A intervenção ocorreu em uma clínica especializada em psiquiatria metabólica. A dieta, chamada de terapia metabólica cetogênica (KMT), foi cuidadosamente planejada com proporção de 1.5:1 entre gordura e a soma de proteínas e carboidratos. A alimentação era baseada em comida de verdade, com 75% de gordura, 20% de proteína (animal), e menos de 5% de carboidratos. Foram eliminados açúcares, adoçantes artificiais, grãos, e óleos vegetais industrializados, com atenção à densidade nutricional e à individualização alimentar.

Monitoramento rigoroso com cetose capilar (BHB) e diários fotográficos permitiram avaliar a adesão e correlacionar níveis de cetose com a evolução clínica. Surpreendentemente, a remissão clínica da colite ulcerativa ocorreu em apenas três semanas. As evacuações, antes frequentes e sanguinolentas, tornaram-se normais. Pouco depois, a paciente relatou melhora significativa no foco, energia e humor.

A remissão do TOC foi ainda mais impressionante: dentro de nove semanas, todos os critérios clínicos de remissão foram atendidos (Y-BOCS = 0, CGI-S = 1). A depressão, medida pelo PHQ-9, também foi completamente revertida, caindo de 17 para 0. Esses resultados foram acompanhados de uma redução de 12,2% do peso corporal, queda significativa de gordura visceral e desaparecimento das lesões de psoríase.


Uma nova fronteira na psiquiatria

Esse caso sugere que a dieta cetogênica pode atuar como uma intervenção transdiagnóstica, agindo sobre múltiplos sistemas interligados: o eixo microbiota-intestino-cérebro, a barreira hematoencefálica, o sistema imune e a sinalização metabólica. A hipótese é que o KMT modulou a inflamação neuroglial e restaurou a integridade do trato gastrointestinal, quebrando um ciclo vicioso de inflamação bidirecional que exacerbava tanto o TOC quanto a colite.

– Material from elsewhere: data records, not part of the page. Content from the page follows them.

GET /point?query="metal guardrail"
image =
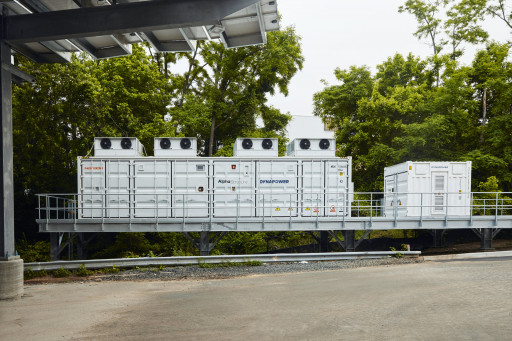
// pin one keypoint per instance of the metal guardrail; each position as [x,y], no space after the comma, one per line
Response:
[195,260]
[302,211]
[298,204]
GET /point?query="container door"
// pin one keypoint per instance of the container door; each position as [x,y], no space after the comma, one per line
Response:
[234,188]
[92,188]
[337,188]
[119,181]
[152,188]
[277,188]
[389,195]
[191,189]
[439,186]
[312,188]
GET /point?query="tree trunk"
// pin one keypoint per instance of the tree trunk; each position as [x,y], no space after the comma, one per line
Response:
[484,115]
[212,136]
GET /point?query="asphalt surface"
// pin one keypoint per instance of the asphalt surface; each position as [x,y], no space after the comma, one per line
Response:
[455,300]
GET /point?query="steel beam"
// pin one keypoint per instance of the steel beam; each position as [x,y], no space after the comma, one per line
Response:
[141,16]
[267,224]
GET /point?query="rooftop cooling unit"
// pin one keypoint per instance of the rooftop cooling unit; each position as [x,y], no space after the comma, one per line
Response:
[311,147]
[252,147]
[176,146]
[117,146]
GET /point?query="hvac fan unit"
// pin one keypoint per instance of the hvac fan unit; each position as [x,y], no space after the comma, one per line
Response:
[311,147]
[255,147]
[117,146]
[176,146]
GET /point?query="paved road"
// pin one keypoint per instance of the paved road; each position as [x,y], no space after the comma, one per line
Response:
[459,300]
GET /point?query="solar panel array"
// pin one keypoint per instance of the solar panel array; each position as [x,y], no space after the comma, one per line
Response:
[247,26]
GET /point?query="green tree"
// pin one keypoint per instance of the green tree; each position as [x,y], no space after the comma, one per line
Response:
[462,25]
[226,89]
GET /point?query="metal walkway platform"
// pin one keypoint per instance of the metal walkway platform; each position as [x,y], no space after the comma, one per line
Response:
[61,213]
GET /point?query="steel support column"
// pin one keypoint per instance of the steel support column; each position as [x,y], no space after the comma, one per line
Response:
[324,241]
[350,240]
[11,266]
[204,243]
[54,247]
[437,236]
[6,176]
[486,236]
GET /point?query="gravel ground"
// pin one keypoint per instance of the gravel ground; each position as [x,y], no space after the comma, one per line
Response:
[218,272]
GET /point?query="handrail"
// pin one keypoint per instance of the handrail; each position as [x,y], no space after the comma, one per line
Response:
[58,206]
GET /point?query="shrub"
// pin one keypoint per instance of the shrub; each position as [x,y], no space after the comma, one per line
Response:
[61,273]
[29,273]
[82,271]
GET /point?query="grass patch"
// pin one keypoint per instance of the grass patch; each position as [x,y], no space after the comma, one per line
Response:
[82,271]
[30,274]
[113,270]
[60,273]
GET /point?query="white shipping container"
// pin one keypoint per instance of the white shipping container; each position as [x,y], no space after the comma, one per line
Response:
[311,147]
[338,187]
[91,183]
[313,186]
[234,188]
[427,189]
[191,188]
[277,185]
[148,187]
[152,188]
[118,188]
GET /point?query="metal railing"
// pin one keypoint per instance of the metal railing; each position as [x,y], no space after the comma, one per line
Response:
[304,205]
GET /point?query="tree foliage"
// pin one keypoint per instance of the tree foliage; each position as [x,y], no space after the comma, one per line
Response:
[399,115]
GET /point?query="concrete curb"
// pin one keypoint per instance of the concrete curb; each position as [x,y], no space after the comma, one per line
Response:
[476,255]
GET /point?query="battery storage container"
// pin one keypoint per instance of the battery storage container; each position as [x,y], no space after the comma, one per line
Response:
[180,186]
[427,189]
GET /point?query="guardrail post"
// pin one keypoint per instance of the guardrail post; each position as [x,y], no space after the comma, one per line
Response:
[496,211]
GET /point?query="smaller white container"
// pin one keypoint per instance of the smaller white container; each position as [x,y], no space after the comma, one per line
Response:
[427,189]
[117,146]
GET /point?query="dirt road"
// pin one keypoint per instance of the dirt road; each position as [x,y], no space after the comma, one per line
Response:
[457,300]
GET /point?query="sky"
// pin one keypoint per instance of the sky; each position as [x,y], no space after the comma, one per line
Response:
[341,33]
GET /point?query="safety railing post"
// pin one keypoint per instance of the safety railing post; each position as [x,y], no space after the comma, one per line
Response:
[256,204]
[290,212]
[496,211]
[371,209]
[446,211]
[183,209]
[421,209]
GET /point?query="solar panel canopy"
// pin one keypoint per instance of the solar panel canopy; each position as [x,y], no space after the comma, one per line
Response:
[49,31]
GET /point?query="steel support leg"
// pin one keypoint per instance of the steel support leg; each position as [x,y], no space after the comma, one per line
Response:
[486,237]
[324,241]
[204,243]
[350,240]
[6,161]
[437,236]
[54,246]
[80,245]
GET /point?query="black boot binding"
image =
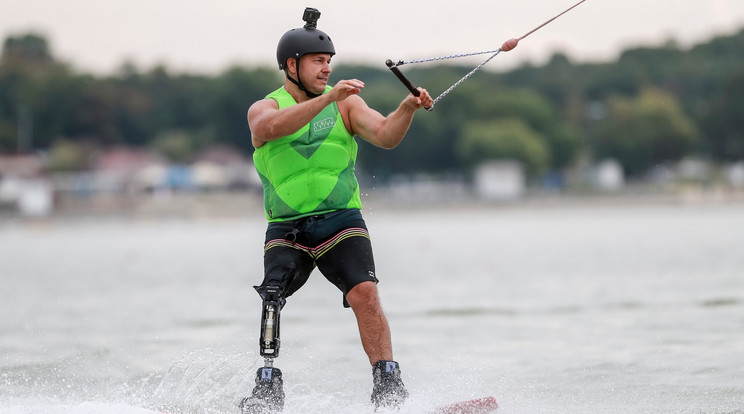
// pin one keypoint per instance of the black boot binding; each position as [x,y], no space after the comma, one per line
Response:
[388,389]
[268,395]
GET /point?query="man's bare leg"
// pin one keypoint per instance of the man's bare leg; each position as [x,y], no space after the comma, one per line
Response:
[373,326]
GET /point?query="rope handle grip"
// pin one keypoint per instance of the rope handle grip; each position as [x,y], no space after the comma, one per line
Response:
[394,68]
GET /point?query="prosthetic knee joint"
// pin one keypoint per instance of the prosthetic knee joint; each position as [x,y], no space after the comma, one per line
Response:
[269,340]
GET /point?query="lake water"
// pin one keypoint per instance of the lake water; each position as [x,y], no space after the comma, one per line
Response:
[577,310]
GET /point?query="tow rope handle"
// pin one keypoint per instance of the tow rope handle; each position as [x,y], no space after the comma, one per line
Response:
[394,68]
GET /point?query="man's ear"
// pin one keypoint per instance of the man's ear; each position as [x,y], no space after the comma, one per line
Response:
[292,66]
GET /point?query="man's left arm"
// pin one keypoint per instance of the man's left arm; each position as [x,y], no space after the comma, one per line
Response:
[386,132]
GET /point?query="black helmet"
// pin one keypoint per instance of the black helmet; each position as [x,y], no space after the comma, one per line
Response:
[303,40]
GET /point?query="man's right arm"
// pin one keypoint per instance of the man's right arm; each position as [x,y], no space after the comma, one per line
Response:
[267,122]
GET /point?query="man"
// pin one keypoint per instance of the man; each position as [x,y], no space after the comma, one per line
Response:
[303,134]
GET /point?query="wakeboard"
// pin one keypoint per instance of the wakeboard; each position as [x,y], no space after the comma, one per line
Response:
[483,405]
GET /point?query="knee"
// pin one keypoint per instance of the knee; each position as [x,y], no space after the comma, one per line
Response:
[363,294]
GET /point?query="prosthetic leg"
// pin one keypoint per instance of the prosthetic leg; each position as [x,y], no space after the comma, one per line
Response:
[268,395]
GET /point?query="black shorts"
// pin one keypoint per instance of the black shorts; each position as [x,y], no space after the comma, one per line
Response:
[336,243]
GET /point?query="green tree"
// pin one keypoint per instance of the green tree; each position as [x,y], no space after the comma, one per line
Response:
[725,123]
[505,138]
[644,131]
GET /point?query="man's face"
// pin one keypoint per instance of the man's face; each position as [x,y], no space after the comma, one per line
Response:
[315,70]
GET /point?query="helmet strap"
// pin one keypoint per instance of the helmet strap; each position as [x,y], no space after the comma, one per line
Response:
[298,82]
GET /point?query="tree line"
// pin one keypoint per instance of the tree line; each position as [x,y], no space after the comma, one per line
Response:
[651,106]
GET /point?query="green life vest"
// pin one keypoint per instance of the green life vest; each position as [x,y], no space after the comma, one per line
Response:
[311,171]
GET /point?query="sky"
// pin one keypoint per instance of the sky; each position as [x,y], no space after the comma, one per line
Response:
[200,36]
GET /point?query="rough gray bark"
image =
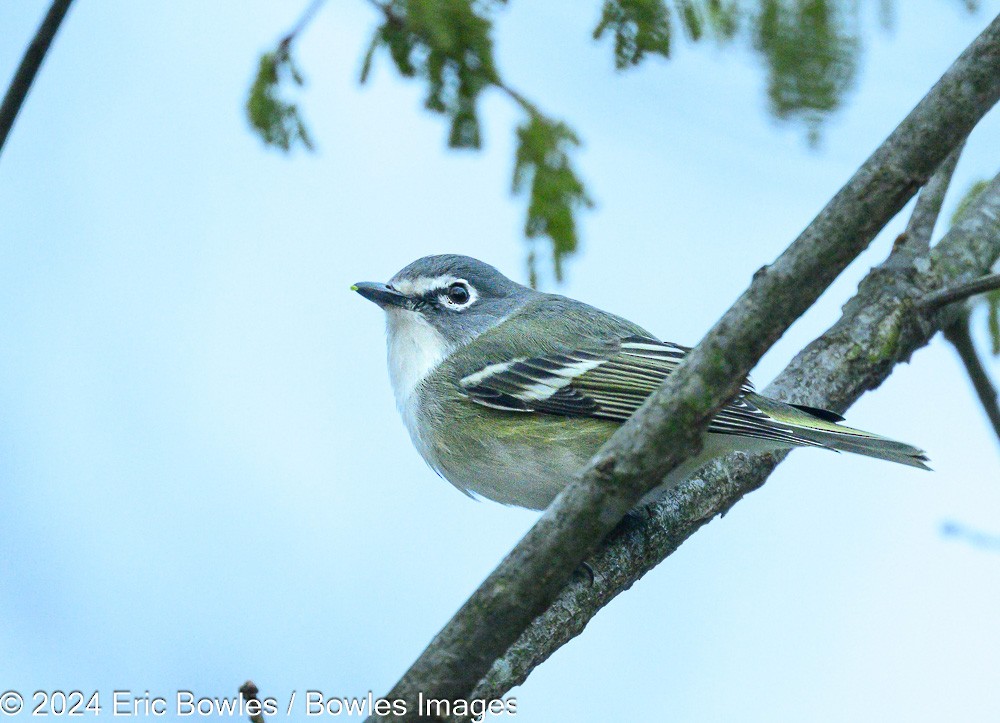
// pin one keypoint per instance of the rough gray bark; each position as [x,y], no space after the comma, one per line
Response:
[961,292]
[673,419]
[28,69]
[881,326]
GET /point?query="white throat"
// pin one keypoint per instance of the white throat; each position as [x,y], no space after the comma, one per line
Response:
[415,349]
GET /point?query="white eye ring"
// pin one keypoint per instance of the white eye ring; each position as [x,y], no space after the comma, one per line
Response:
[459,295]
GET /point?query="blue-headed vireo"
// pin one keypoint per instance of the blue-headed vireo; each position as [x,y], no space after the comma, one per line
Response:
[508,392]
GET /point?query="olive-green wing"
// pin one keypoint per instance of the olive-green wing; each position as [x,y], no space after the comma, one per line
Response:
[611,383]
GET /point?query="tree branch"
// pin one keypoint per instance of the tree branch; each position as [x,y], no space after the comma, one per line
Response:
[920,227]
[28,69]
[960,292]
[668,428]
[832,372]
[957,332]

Marcadores inflamatórios como o NLRP3 inflamasoma, citocinas como IL-1β e IL-18, e alterações na microbiota parecem ser modulados positivamente pela cetose nutricional. Além disso, os corpos cetônicos, como o beta-hidroxibutirato, demonstram inibir vias inflamatórias como o TLR4 e regular neurotransmissores como o glutamato — ambos implicados na fisiopatologia do TOC.


Limitações e implicações

Embora se trate de um relato de caso — com limitações inerentes como ausência de grupo controle, viés de seleção e falta de seguimento laboratorial completo —, os resultados são consistentes com a literatura emergente sobre os efeitos anti-inflamatórios e neuroprotetores da dieta cetogênica.

A paciente expressou surpresa pela facilidade de adesão ao plano alimentar e satisfação com os resultados físicos e emocionais. Recusou-se, no entanto, a realizar novos exames laboratoriais por limitações financeiras, o que impediu uma avaliação mais detalhada da remissão autoimune (como a tireoidite de Hashimoto).

Este caso fortalece a noção de que intervenções dietéticas bem direcionadas podem atuar como ferramentas poderosas na remissão de condições psiquiátricas e autoimunes, quando aplicadas com precisão clínica, suporte multidisciplinar e foco na individualização.

Com o avanço da psiquiatria metabólica, mais estudos clínicos são necessários para confirmar esses achados e ampliar as possibilidades terapêuticas em um campo tradicionalmente dominado por psicofármacos e psicoterapia.